You see, prog-rock -- short for "progressive-rock" -- was mocked by punk rockers, who saw it as an overblown rock production wallowing pomp pretension and never-ending drum solos.

Yet, Van Der Graf escaped such scorn.

"The bigger prog bands were trying to expand rock music into romantic classical," Hammill says. "We tried to mix R&B, and blues and soul -- all that aggressive music -- with modern classical music."

In other words, instead of majestic pomposity, VDGG bridged the gritty underpinnings of rock with 20th century experimental composers such as Stravinsky, Stockhausen and Ligeti.

Such musical ambitions made VDGG a hard sell, commercially. But it makes them one of rock's most unique and influential bands, says Cleveland musician-writer Dave Swanson.

"They spent their entire career going against the grain," says Swanson, who plays in the Rainy Day Saints. "Instead of Yes or Genesis, they weren't entrenched in melody -- they were violent sounding and with the energy of punk way before punk."

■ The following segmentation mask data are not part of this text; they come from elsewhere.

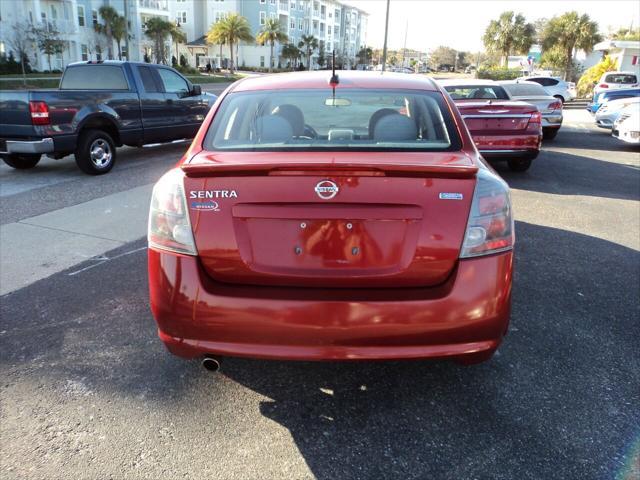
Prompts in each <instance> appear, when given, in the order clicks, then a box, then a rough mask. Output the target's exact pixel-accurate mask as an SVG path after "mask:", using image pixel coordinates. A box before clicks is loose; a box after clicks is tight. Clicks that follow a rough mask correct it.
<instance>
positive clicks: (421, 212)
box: [149, 71, 514, 363]
mask: <svg viewBox="0 0 640 480" xmlns="http://www.w3.org/2000/svg"><path fill="white" fill-rule="evenodd" d="M330 78H331V73H330V72H329V73H328V72H326V71H320V72H302V73H291V74H282V75H273V76H264V77H257V78H251V79H245V80H242V81H240V82H237V83H235V84H233V85H232V86H231V87H230V88H229V89H227V91H226V92H225V93H223V94H222V95H221V96H220V98H219V99H218V101H217V103H216V104H215V105H214V107H213V108H212V109H211V111H210V113H209V115H208V116H207V118H206V120H205V121H204V123H203V125H202V127H201V128H200V131H199V133H198V135H197V137H196V138H195V139H194V141H193V144H192V145H191V147H190V148H189V150H188V152H187V153H186V155H185V156H184V158H183V159H182V160H181V161H180V162H179V164H178V165H177V166H176V168H174V169H173V170H170V171H169V172H168V173H166V174H165V175H164V176H163V177H162V178H161V179H160V181H159V182H158V183H157V184H156V185H155V188H154V190H153V198H152V201H151V211H150V218H149V284H150V296H151V308H152V311H153V315H154V317H155V319H156V321H157V324H158V332H159V336H160V338H161V339H162V341H163V342H164V343H165V345H166V346H167V348H168V349H169V350H170V351H171V352H172V353H174V354H176V355H179V356H182V357H187V358H193V357H202V356H204V357H211V356H224V355H231V356H244V357H258V358H270V359H292V360H360V359H409V358H427V357H429V358H453V359H455V360H458V361H461V362H463V363H475V362H479V361H483V360H486V359H488V358H490V357H491V355H492V354H493V352H494V351H495V350H496V348H497V347H498V345H499V344H500V342H501V340H502V337H503V336H504V335H505V333H506V331H507V327H508V323H509V311H510V302H511V282H512V268H513V251H512V250H513V243H514V230H513V217H512V212H511V202H510V196H509V189H508V187H507V185H506V184H505V182H504V181H503V180H502V179H501V178H500V177H498V176H497V175H496V174H495V173H494V172H493V171H492V170H491V169H490V168H488V167H487V166H486V165H485V163H484V161H483V160H482V158H481V157H480V155H479V154H478V151H477V150H476V148H475V146H474V144H473V141H472V140H471V138H470V136H469V133H468V131H467V129H466V128H465V126H464V123H463V120H462V117H461V116H460V114H459V113H458V110H457V109H456V107H455V105H454V104H453V103H452V101H451V99H450V98H449V96H448V95H446V94H445V93H444V91H443V90H442V89H441V88H440V87H438V86H437V85H436V84H435V83H434V82H433V81H432V80H430V79H428V78H426V77H422V76H417V75H415V76H413V75H412V76H410V75H401V74H389V73H385V74H381V73H374V72H339V73H338V78H337V79H335V80H337V83H335V82H334V83H330ZM205 362H206V361H205Z"/></svg>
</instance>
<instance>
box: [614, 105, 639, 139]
mask: <svg viewBox="0 0 640 480" xmlns="http://www.w3.org/2000/svg"><path fill="white" fill-rule="evenodd" d="M611 135H613V136H614V137H616V138H618V139H620V140H622V141H623V142H627V143H635V144H639V143H640V104H638V103H634V104H631V105H628V106H627V107H625V108H624V109H623V110H622V112H621V113H620V116H619V117H618V118H617V119H616V121H615V122H613V128H612V130H611Z"/></svg>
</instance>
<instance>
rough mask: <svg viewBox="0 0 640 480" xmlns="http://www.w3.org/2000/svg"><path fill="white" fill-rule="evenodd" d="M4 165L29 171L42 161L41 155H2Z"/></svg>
mask: <svg viewBox="0 0 640 480" xmlns="http://www.w3.org/2000/svg"><path fill="white" fill-rule="evenodd" d="M2 160H4V163H6V164H7V165H9V166H10V167H11V168H15V169H16V170H28V169H29V168H33V167H35V166H36V165H37V164H38V162H39V161H40V155H16V154H15V153H13V154H9V155H2Z"/></svg>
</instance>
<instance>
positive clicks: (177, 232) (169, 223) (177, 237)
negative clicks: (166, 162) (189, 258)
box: [147, 168, 197, 255]
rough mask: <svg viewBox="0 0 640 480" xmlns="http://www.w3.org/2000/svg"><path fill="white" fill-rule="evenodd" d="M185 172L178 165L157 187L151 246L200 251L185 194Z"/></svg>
mask: <svg viewBox="0 0 640 480" xmlns="http://www.w3.org/2000/svg"><path fill="white" fill-rule="evenodd" d="M183 185H184V173H183V172H182V170H180V169H179V168H174V169H172V170H169V171H168V172H167V173H165V174H164V175H163V176H162V178H161V179H160V180H158V183H156V184H155V186H154V187H153V193H152V194H151V207H150V209H149V228H148V232H147V239H148V241H149V247H150V248H156V249H160V250H168V251H170V252H176V253H182V254H185V255H197V251H196V245H195V242H194V239H193V230H192V229H191V222H190V220H189V211H188V210H187V199H186V197H185V194H184V186H183Z"/></svg>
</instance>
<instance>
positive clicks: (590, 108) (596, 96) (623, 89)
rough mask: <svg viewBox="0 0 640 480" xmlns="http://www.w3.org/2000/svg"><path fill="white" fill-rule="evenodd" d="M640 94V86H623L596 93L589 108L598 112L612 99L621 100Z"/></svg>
mask: <svg viewBox="0 0 640 480" xmlns="http://www.w3.org/2000/svg"><path fill="white" fill-rule="evenodd" d="M638 96H640V88H623V89H620V90H609V91H606V92H600V93H599V94H597V95H594V97H593V99H592V100H591V103H590V104H588V105H587V110H588V111H589V112H591V113H594V114H595V113H596V112H597V111H598V109H599V108H600V107H601V106H602V105H604V104H605V103H608V102H610V101H612V100H620V99H623V98H633V97H638Z"/></svg>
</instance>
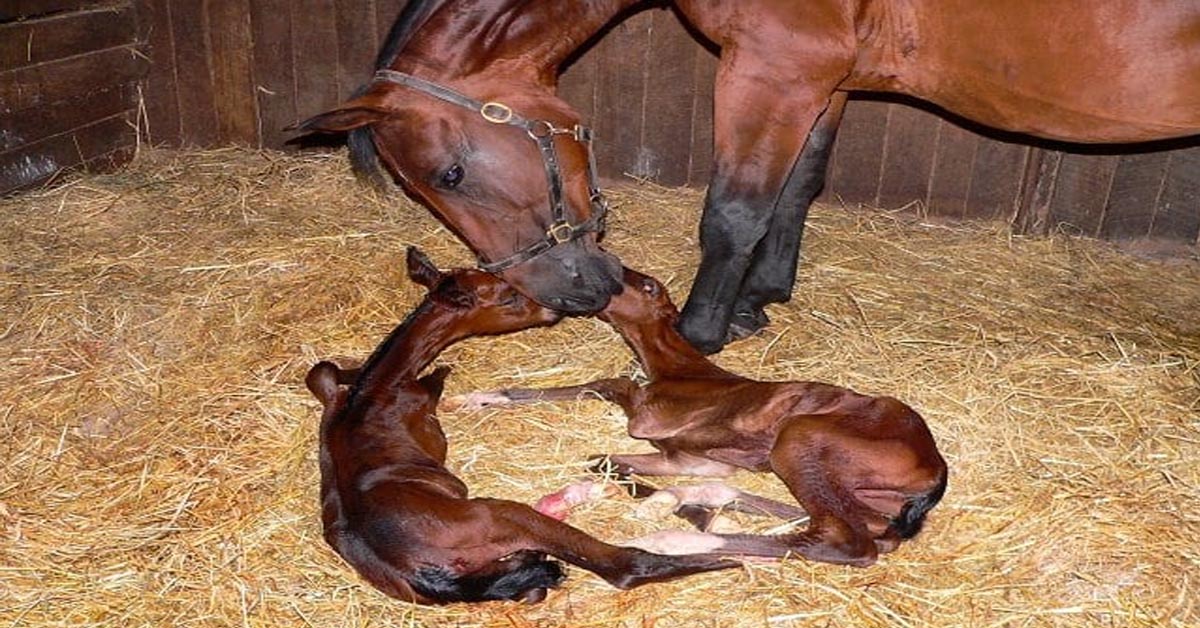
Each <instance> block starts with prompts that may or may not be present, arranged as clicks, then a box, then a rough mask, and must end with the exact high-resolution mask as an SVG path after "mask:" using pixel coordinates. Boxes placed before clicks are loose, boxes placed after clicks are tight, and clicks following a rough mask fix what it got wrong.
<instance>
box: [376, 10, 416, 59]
mask: <svg viewBox="0 0 1200 628" xmlns="http://www.w3.org/2000/svg"><path fill="white" fill-rule="evenodd" d="M407 4H408V0H374V5H376V32H377V35H376V43H377V46H376V50H377V52H378V50H379V49H380V48H383V42H384V40H386V38H388V31H389V30H391V25H392V24H394V23H395V22H396V18H398V17H400V12H401V11H403V10H404V5H407Z"/></svg>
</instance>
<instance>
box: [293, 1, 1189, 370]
mask: <svg viewBox="0 0 1200 628" xmlns="http://www.w3.org/2000/svg"><path fill="white" fill-rule="evenodd" d="M636 4H638V2H636V1H635V0H587V1H583V0H576V1H565V0H564V1H554V2H530V1H524V0H412V1H409V2H408V5H407V6H406V10H404V12H403V13H402V14H401V17H400V19H398V20H397V22H396V24H395V26H394V28H392V31H391V34H390V36H389V38H388V42H386V46H385V47H384V49H383V52H382V53H380V55H379V58H378V61H377V65H378V68H380V70H384V72H382V73H379V74H377V76H376V79H374V80H373V82H372V83H370V84H368V85H367V86H366V88H365V89H364V90H362V91H361V94H360V95H359V96H358V97H355V98H353V100H352V101H349V102H347V103H344V104H343V106H341V107H340V108H337V109H336V110H332V112H329V113H326V114H323V115H318V116H316V118H313V119H311V120H308V121H306V122H304V124H302V125H301V128H306V130H312V131H350V130H356V132H355V133H353V134H352V148H353V155H354V159H355V162H356V163H358V165H359V168H360V169H364V168H365V169H370V168H371V165H372V159H373V155H374V154H376V151H378V156H379V157H380V159H382V162H383V165H384V166H385V167H386V169H388V171H390V173H391V174H392V175H394V178H395V179H396V180H398V181H401V183H402V184H403V185H404V186H406V187H407V189H408V190H409V191H410V192H412V193H413V195H414V196H416V197H418V198H420V199H422V201H424V202H425V203H426V204H427V205H428V207H430V208H432V210H433V211H434V213H436V214H437V215H438V216H439V217H440V219H442V220H443V221H445V222H446V223H448V225H449V226H450V227H451V228H452V229H454V231H455V232H456V233H457V234H458V237H460V238H461V239H463V240H464V241H466V243H467V244H468V245H469V246H470V247H472V249H473V250H474V251H475V253H476V255H479V257H480V259H481V262H484V263H485V268H487V269H492V270H496V271H502V273H503V276H504V279H505V280H508V281H509V282H511V283H512V285H514V286H516V287H517V288H518V289H520V291H521V292H523V293H524V294H527V295H529V297H532V298H533V299H535V300H538V301H539V303H541V304H544V305H546V306H550V307H554V309H557V310H560V311H564V312H566V313H590V312H595V311H598V310H600V309H601V307H604V305H605V303H607V300H608V298H610V297H611V294H613V293H614V292H616V291H617V289H618V286H619V285H620V267H619V264H618V263H617V262H616V259H613V258H612V256H610V255H607V253H605V252H604V251H601V250H600V249H599V247H598V246H596V243H595V239H596V235H595V232H599V231H600V228H601V226H600V225H599V220H598V214H600V213H601V208H602V204H601V203H600V202H599V197H598V193H596V191H595V190H594V178H592V177H589V175H588V173H589V169H588V142H587V140H588V134H587V133H586V132H582V131H581V132H578V133H574V134H572V133H570V132H569V131H571V130H572V128H574V127H575V125H576V124H577V122H578V115H577V114H576V113H575V112H574V110H571V108H570V107H568V106H566V104H565V103H564V102H563V101H560V100H559V98H557V97H556V96H554V86H556V76H557V72H558V70H559V67H560V66H562V65H563V64H564V62H565V61H566V60H568V59H569V58H570V55H571V54H572V53H574V52H575V50H577V49H580V48H581V47H583V46H584V44H586V43H587V41H588V40H589V38H590V37H593V36H594V35H595V34H596V32H598V31H599V30H600V29H601V28H602V26H604V25H605V24H606V23H608V22H610V20H612V19H613V18H614V17H617V16H619V14H623V13H625V12H628V11H629V10H630V8H631V7H632V6H634V5H636ZM673 4H674V6H676V7H677V8H678V11H679V13H680V14H682V16H683V17H684V18H685V19H688V20H689V22H690V23H691V25H692V26H694V28H695V29H696V30H697V31H700V32H702V34H703V35H704V36H707V37H708V38H709V40H712V41H713V42H714V43H716V44H718V46H719V47H720V48H721V59H720V65H719V68H718V73H716V91H715V94H716V95H715V100H716V102H715V120H714V126H715V128H714V143H715V146H714V168H713V173H712V179H710V183H709V187H708V197H707V199H706V202H704V214H703V220H702V222H701V234H700V235H701V262H700V268H698V270H697V274H696V279H695V283H694V286H692V288H691V293H690V295H689V298H688V303H686V305H685V307H684V310H683V317H682V319H680V323H679V324H680V330H682V331H683V333H684V335H685V336H686V337H688V339H689V341H691V342H692V343H694V345H695V346H696V347H698V348H701V349H702V351H704V352H714V351H718V349H720V347H721V346H724V343H725V342H726V341H727V340H728V337H737V336H739V335H743V334H748V333H752V331H754V330H756V329H758V328H761V327H762V325H764V324H766V323H767V318H766V316H764V315H763V306H764V305H766V304H768V303H781V301H785V300H786V299H788V297H790V294H791V291H792V285H793V282H794V279H796V262H797V256H798V252H799V243H800V234H802V229H803V225H804V217H805V214H806V211H808V207H809V203H810V202H811V199H812V197H814V196H815V195H816V193H817V191H818V190H820V187H821V186H822V184H823V179H824V171H826V165H827V161H828V156H829V150H830V145H832V143H833V138H834V133H835V132H836V128H838V124H839V120H840V116H841V110H842V106H844V104H845V101H846V92H847V91H848V90H871V91H890V92H899V94H907V95H911V96H916V97H919V98H924V100H926V101H929V102H932V103H935V104H937V106H940V107H943V108H946V109H948V110H950V112H954V113H955V114H959V115H961V116H964V118H967V119H971V120H976V121H978V122H982V124H985V125H989V126H992V127H996V128H1002V130H1008V131H1018V132H1024V133H1030V134H1033V136H1039V137H1045V138H1052V139H1058V140H1067V142H1086V143H1123V142H1142V140H1151V139H1159V138H1170V137H1184V136H1190V134H1195V133H1200V0H1058V1H1055V2H1045V1H1042V0H1009V1H1007V2H977V1H974V0H937V1H934V0H808V1H804V2H797V1H794V0H739V1H737V2H720V1H716V0H677V1H676V2H673ZM466 95H469V96H466ZM488 101H498V102H497V103H491V104H488V106H486V107H484V106H482V103H484V102H488ZM512 112H517V113H518V114H520V115H512ZM522 116H523V118H522ZM530 138H533V139H534V140H536V142H534V140H530ZM572 138H574V139H577V140H574V142H572V140H571V139H572ZM539 149H540V150H539ZM589 180H590V185H589ZM589 197H590V199H589ZM547 198H550V199H551V207H552V208H551V209H550V210H547V207H546V199H547Z"/></svg>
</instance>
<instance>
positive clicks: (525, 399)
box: [442, 377, 640, 411]
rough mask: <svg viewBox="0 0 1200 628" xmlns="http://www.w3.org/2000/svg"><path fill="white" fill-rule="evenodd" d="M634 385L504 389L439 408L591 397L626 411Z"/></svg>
mask: <svg viewBox="0 0 1200 628" xmlns="http://www.w3.org/2000/svg"><path fill="white" fill-rule="evenodd" d="M638 390H640V389H638V385H637V384H636V383H634V381H632V379H630V378H628V377H613V378H607V379H596V381H595V382H588V383H586V384H578V385H564V387H557V388H504V389H500V390H488V391H476V393H467V394H463V395H455V396H452V397H446V399H445V400H444V401H443V402H442V406H443V407H444V408H446V409H467V411H472V409H482V408H486V407H492V406H509V405H514V403H529V402H533V401H574V400H577V399H583V397H586V396H587V395H595V396H599V397H600V399H602V400H605V401H611V402H613V403H617V405H619V406H622V407H623V408H628V407H630V406H631V403H632V402H634V401H632V400H634V396H635V395H636V394H637V391H638Z"/></svg>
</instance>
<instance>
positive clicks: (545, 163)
mask: <svg viewBox="0 0 1200 628" xmlns="http://www.w3.org/2000/svg"><path fill="white" fill-rule="evenodd" d="M374 80H377V82H385V83H395V84H398V85H404V86H406V88H412V89H415V90H418V91H422V92H425V94H428V95H430V96H433V97H434V98H438V100H442V101H445V102H449V103H451V104H457V106H460V107H466V108H468V109H472V110H475V112H479V115H481V116H482V118H484V119H485V120H487V121H488V122H492V124H503V125H510V126H516V127H517V128H522V130H524V132H526V134H528V136H529V137H530V138H532V139H533V140H534V142H536V143H538V151H539V152H540V154H541V161H542V163H545V166H546V181H547V184H548V187H550V216H551V225H550V227H547V228H546V235H545V237H544V238H542V239H540V240H538V241H535V243H533V244H532V245H529V246H527V247H524V249H522V250H520V251H517V252H515V253H512V255H510V256H509V257H505V258H504V259H499V261H497V262H488V261H486V259H484V258H482V257H479V268H480V269H482V270H486V271H487V273H499V271H502V270H506V269H510V268H512V267H515V265H517V264H521V263H524V262H528V261H530V259H533V258H535V257H538V256H540V255H542V253H545V252H546V251H548V250H551V249H553V247H554V246H558V245H560V244H566V243H569V241H571V240H575V239H577V238H580V237H582V235H583V234H586V233H589V232H595V233H604V227H605V215H606V214H607V213H608V202H607V201H606V199H605V197H604V193H601V192H600V183H599V177H598V175H596V163H595V154H594V152H593V151H592V130H590V128H588V127H586V126H582V125H575V126H574V127H572V128H560V127H557V126H554V125H553V124H552V122H548V121H546V120H529V119H527V118H522V116H521V115H518V114H516V113H515V112H514V110H512V109H511V108H510V107H509V106H508V104H504V103H502V102H494V101H492V102H480V101H476V100H474V98H472V97H469V96H464V95H462V94H460V92H457V91H455V90H452V89H449V88H446V86H443V85H438V84H437V83H431V82H428V80H425V79H422V78H418V77H414V76H412V74H406V73H403V72H396V71H395V70H379V71H377V72H376V74H374ZM554 136H570V137H571V138H574V139H575V140H576V142H578V143H581V144H583V148H584V149H586V150H587V154H588V198H589V201H590V203H592V217H590V219H588V220H586V221H583V222H577V223H575V225H571V222H570V221H569V220H566V203H565V202H564V201H563V175H562V172H560V169H559V166H558V154H557V152H556V151H554Z"/></svg>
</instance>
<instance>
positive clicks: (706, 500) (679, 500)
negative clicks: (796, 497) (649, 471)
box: [638, 483, 808, 530]
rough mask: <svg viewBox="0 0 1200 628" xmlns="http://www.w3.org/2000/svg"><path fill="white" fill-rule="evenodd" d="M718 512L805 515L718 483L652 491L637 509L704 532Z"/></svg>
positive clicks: (791, 518)
mask: <svg viewBox="0 0 1200 628" xmlns="http://www.w3.org/2000/svg"><path fill="white" fill-rule="evenodd" d="M720 510H726V512H737V513H746V514H752V515H768V516H774V518H778V519H785V520H793V519H802V518H804V516H806V515H808V513H806V512H805V510H804V509H803V508H800V507H798V506H796V504H790V503H784V502H779V501H775V500H770V498H767V497H762V496H758V495H754V494H749V492H745V491H743V490H740V489H736V488H733V486H727V485H725V484H718V483H709V484H694V485H680V486H670V488H667V489H662V490H660V491H655V492H654V494H653V495H650V496H649V497H648V498H647V500H646V501H643V502H642V503H641V504H640V506H638V513H640V514H643V515H654V514H656V513H662V514H667V513H673V514H677V515H679V516H682V518H684V519H686V520H688V521H690V522H691V524H692V525H695V526H696V527H698V528H700V530H707V528H708V524H709V522H712V520H713V518H714V516H716V514H718V513H719V512H720Z"/></svg>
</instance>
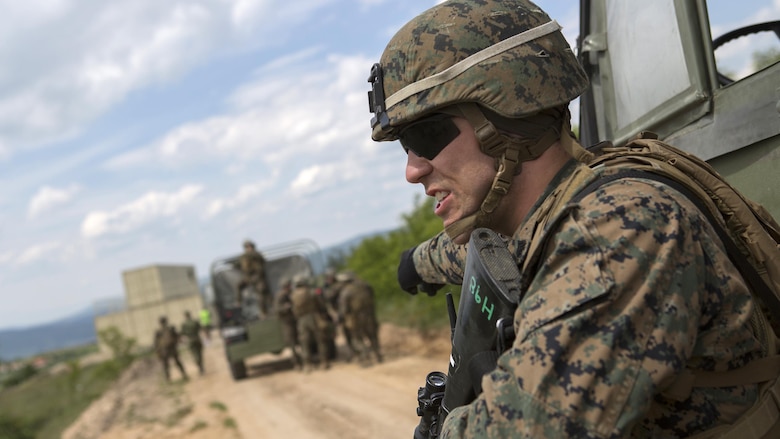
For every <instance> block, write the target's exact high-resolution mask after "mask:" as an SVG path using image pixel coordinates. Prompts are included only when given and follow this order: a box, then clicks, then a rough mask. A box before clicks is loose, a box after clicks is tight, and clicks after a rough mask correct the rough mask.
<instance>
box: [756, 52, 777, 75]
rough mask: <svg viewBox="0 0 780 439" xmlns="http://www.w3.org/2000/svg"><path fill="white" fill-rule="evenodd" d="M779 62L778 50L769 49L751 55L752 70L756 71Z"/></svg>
mask: <svg viewBox="0 0 780 439" xmlns="http://www.w3.org/2000/svg"><path fill="white" fill-rule="evenodd" d="M778 61H780V49H778V48H776V47H770V48H768V49H766V50H759V51H758V52H754V53H753V68H754V69H755V70H756V71H758V70H761V69H763V68H765V67H769V66H770V65H772V64H774V63H776V62H778Z"/></svg>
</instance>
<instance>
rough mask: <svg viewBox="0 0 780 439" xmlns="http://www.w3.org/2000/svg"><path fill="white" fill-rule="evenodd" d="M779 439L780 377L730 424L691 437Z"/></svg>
mask: <svg viewBox="0 0 780 439" xmlns="http://www.w3.org/2000/svg"><path fill="white" fill-rule="evenodd" d="M711 438H712V439H714V438H718V439H777V438H780V379H775V380H774V381H772V382H770V383H767V384H766V385H765V386H764V387H763V388H762V389H761V394H760V395H759V400H758V402H757V403H756V404H755V405H754V406H753V407H751V408H750V409H749V410H748V411H747V412H745V413H744V414H743V415H742V416H740V417H739V419H737V421H736V422H734V423H733V424H729V425H722V426H720V427H716V428H713V429H710V430H707V431H705V432H702V433H699V434H697V435H694V436H691V437H690V438H689V439H711Z"/></svg>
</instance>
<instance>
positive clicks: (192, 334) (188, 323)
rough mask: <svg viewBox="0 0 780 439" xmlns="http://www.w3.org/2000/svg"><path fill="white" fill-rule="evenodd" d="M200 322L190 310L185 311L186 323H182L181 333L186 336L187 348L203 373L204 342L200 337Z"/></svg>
mask: <svg viewBox="0 0 780 439" xmlns="http://www.w3.org/2000/svg"><path fill="white" fill-rule="evenodd" d="M200 329H201V328H200V323H199V322H198V321H197V320H195V319H193V318H192V314H190V312H189V311H184V323H182V324H181V335H183V336H185V337H186V341H187V348H189V350H190V353H191V354H192V359H193V360H195V364H196V365H197V366H198V372H199V373H200V374H201V375H203V342H202V341H201V339H200Z"/></svg>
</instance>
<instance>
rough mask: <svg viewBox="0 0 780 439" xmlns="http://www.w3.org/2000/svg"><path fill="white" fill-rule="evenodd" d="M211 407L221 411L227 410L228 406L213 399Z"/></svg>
mask: <svg viewBox="0 0 780 439" xmlns="http://www.w3.org/2000/svg"><path fill="white" fill-rule="evenodd" d="M209 407H211V408H213V409H214V410H219V411H220V412H226V411H227V406H226V405H225V404H223V403H221V402H219V401H211V402H210V403H209Z"/></svg>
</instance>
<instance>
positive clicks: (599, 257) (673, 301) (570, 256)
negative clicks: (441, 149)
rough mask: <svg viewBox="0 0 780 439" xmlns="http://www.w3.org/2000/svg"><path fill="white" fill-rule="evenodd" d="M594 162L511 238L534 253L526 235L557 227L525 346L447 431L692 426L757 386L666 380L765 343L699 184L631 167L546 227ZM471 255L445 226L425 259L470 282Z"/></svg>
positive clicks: (679, 433) (519, 310) (521, 337)
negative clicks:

The violence went beyond the music at times. The band's shows in Italy in the early 1970s were often plagued by riots, led by communists and fascists alike.

The band members -- Hammill, who plays keyboards, is joined by keyboardist Hugh Banton and drummer Guy Evans -- never rioted themselves. But they bickered and broke up a number of times.

"We've been broken up more than we've been together," says Hammill. "But there's something about volatile personalities that makes for volatile music."

Hammill doesn't see that changing, even at age 60.

"We're still volatile and we might be the most volatile sounding band going, even though we sit down when we play," says Hammill. "We're sitting because we're playing keyboards and drums -- not because we're old."